Brillant architecte des manipulations politiques et policières (À cause d’un assassinat, 1971, Les hommes du président, 1974), Alan J. Pakula quitte étonnement les dédales urbains pour rejoindre les paysages arides du grand Ouest. Il fait de nouveau appel à Jane Fonda dont il avait mis en valeur l’ambiguïté et ses nombreux autres atouts de séduction dans Klute (1971), pour lui confier les rênes d’une autre héroïne à la hauteur de sa stature. Sous un soleil éclatant, mise en lumière par le prestigieux chef opérateur Gordon Willis, les traits de la comédienne rappellent plus jamais la puissance contrariée que son père a si souvent incarnée dans ses personnages de héros dans la tourmente. Économe dans ses expressions verbales et corporelles, la Star s’efface dès sa première apparition pour laisser s’épanouir Ella Connors, une « dure à cuire », façonnée par la rude existence d’éleveuse de bétail.  » You’ve got Balls » – sous-titré à l’écran, comme trop souvent, d’une façon édulcorée -, lui lance avec un grand sourire Franck Athearn (James Caan), lors d’un échange sur les termes de leur future collaboration. Indécrottable solitaire, capable de mener un troupeau aidé d’un seul vieux cowboy. Franck qui vient lui prêter main forte restera, sauf à deux reprises, le plus souvent dans l’ombre de son « associée ».

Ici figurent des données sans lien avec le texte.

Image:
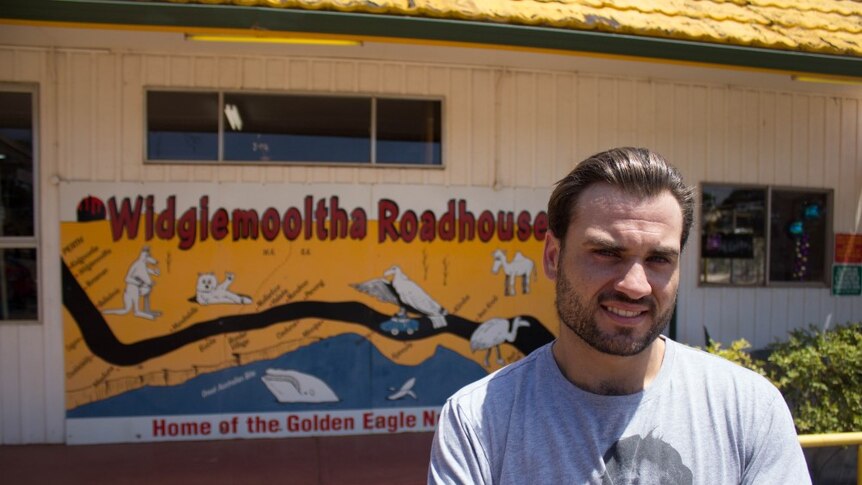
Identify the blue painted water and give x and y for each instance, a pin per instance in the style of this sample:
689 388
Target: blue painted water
354 369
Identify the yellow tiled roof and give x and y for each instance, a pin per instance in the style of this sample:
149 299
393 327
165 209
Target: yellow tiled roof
815 26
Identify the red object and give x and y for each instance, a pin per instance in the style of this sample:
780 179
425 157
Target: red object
848 248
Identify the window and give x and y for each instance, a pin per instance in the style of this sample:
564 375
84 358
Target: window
291 128
765 236
18 229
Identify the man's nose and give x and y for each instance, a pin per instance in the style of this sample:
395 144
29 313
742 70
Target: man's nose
634 283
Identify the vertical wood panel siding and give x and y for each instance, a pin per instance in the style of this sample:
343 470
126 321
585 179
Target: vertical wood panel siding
502 127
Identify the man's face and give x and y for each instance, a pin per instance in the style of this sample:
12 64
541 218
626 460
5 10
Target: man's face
617 273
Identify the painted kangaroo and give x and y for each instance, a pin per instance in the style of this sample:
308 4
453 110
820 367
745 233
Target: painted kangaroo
139 285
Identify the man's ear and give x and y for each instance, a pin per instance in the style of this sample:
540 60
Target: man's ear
551 255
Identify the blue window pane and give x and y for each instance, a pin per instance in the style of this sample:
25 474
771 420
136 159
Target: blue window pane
182 126
408 131
260 127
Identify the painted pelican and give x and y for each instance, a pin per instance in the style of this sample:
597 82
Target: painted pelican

Ella ne se voit ramener à son statut de femme que par son ennemi de toujours J.W. Ewing, Jason Robards. Dès leur première rencontre, le cadrage souligne le déséquilibre qui régit le rapport de force entre les deux vieilles connaissances. J.W. Ewing est sur le seuil de la demeure d’Ella, qu’il vient de visiter en son absence, en plan serré sa silhouette pourtant frêle semble infranchissable, et les gros plans sur son visage accentue la perversité qui résonne déjà dans sa voix caverneuse et  posée, tandis qu’en contrechamp la jeune femme peine à exister dans un décor plus vaste. Désireux de récupérer les terres, Ewing est prêt à tout pour ruiner les derniers espoirs d’Ella.

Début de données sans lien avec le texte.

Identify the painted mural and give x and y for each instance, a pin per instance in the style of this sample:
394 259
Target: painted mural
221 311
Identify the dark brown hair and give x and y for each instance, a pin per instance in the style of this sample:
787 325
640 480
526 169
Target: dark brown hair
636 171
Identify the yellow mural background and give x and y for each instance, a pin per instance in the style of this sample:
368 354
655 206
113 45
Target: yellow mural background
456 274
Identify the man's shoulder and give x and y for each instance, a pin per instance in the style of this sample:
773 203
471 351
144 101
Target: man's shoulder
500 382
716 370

Mystérieux, inquiétant – voire pervers- mais élégamment à bout de souffle, dans la peau de J.W. Ewing, Robards ressuscite son Cheyenne d’Il était une fois dans l’Ouest. Pakula ne manque pas de le rappeler lors de certains échanges de regards, cadrés au plus prêt des visages. Autres lien de parenté avec le chef d’œuvre de Leone, derrière cette lutte entre deux vieux rivaux, un ennemi plus impitoyable arrive pour mettre tout le monde d’accord. Une machine qui fonce à toute allure pour tout engloutir : le progrès, en l’occurrence ici, les investissements pétroliers. Face à cette tempête, le vieux monde qui ne veut pas mourir s’évertue à protéger ses intérêts économiques mais aussi la nature, notre dame nourricière. La frugalité de la vie d’éleveurs, l’amour du geste, la beauté des paysages comme principal plaisir, Le souffle de la tempête multiplie les moments de partage entre l’homme et la nature. Un film écologique avant l’heure – mais finalement y -a-t-il vraiment eu un avant et un après dans ce genre aussi noble et vivifiant qu’est le Western ?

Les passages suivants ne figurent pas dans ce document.